Now clearly the Romani are a different category to most of the stateless nations on the Prom in that they don’t claim any particular territory. And I’m prepared to give at least some credence to the popular view that a few Romani must accept a degree of blame for the discrimination they’ve experienced. That, though, wouldn’t be the same thing as saying their significant contribution to European culture shouldn’t be acknowledged.
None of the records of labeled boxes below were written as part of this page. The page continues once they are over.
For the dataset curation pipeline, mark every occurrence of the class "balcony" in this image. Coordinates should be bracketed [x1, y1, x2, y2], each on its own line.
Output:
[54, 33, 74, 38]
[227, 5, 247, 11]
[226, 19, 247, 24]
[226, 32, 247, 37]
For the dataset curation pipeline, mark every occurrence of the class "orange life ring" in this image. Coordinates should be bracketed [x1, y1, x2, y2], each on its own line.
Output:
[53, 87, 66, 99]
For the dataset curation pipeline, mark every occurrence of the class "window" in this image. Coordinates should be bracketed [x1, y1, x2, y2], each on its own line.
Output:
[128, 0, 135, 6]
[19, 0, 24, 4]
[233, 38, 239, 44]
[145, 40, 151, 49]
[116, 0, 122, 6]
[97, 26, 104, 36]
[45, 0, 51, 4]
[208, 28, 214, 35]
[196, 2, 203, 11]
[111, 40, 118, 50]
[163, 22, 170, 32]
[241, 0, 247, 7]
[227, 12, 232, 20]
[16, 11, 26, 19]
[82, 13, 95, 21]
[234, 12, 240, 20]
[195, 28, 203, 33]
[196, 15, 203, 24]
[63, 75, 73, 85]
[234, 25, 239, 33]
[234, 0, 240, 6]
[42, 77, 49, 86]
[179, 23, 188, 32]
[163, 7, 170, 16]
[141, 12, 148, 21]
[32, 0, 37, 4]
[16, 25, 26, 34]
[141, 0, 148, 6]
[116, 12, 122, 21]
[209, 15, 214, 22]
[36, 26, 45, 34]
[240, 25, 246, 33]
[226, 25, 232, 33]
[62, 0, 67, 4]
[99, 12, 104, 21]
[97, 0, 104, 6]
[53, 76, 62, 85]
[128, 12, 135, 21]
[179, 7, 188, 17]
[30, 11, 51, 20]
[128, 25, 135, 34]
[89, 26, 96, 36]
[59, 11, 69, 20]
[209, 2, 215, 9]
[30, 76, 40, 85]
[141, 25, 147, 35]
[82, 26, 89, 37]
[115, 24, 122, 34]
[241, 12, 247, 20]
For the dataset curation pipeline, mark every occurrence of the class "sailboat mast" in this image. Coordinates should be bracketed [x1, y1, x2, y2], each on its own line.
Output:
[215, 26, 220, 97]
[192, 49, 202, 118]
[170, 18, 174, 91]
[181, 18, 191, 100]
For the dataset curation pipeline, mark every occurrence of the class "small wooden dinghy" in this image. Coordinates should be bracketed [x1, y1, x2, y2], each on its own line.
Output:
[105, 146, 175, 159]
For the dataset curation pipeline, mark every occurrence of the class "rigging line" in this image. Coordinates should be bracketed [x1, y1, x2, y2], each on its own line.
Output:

And whether or not the Romani flag ends up on the Prom, the issue has highlighted how unique Aberystwyth’s minority nation flags are.

Lib Dem Town Councillor Alec Dauncey has had this to say on his blog.

“Frankly, this sort of thing makes me glad I live in this strange and interesting town.”

Supporting Mark Strong, he’s now suggesting that the Aberystwyth small nation flags project should be extended to stateless nations outside Europe like Palestine (alongside Israel), Tibet and Southern Sahara.

So here we have representatives of the two major political parties in Ceredigion on the same side of the debate in support of small and stateless nations. That probably says something about the different perspective on the world that apparently peripheral Welsh towns like Aberystwyth have to offer.

Anyway, when actual ‘council chiefs’, i.e. those Ceredigion officers who are responsible for putting up any flags, heard about it, they quickly put out a blunt, dampening statement saying, “Ceredigion County Council has no immediate plans to amend the current display of flags”.

Whatever flags are put up in the future, I’ll leave the final (slightly misinformed) comment to someone on the Daily Mail message board from Chesterfield,

“Well done to the tourist board of Aberystwyth, for the cost of a flag and a flag pole tourist officials have managed to gain thousands of pounds of free publicity for the town. I didn't know about all the flags until I read this story but now I do know about the display I will definitely visit the town when I'm next in the area.”

To people like this, ‘different’ equals ‘interesting’. Hopefully there are more out there like him.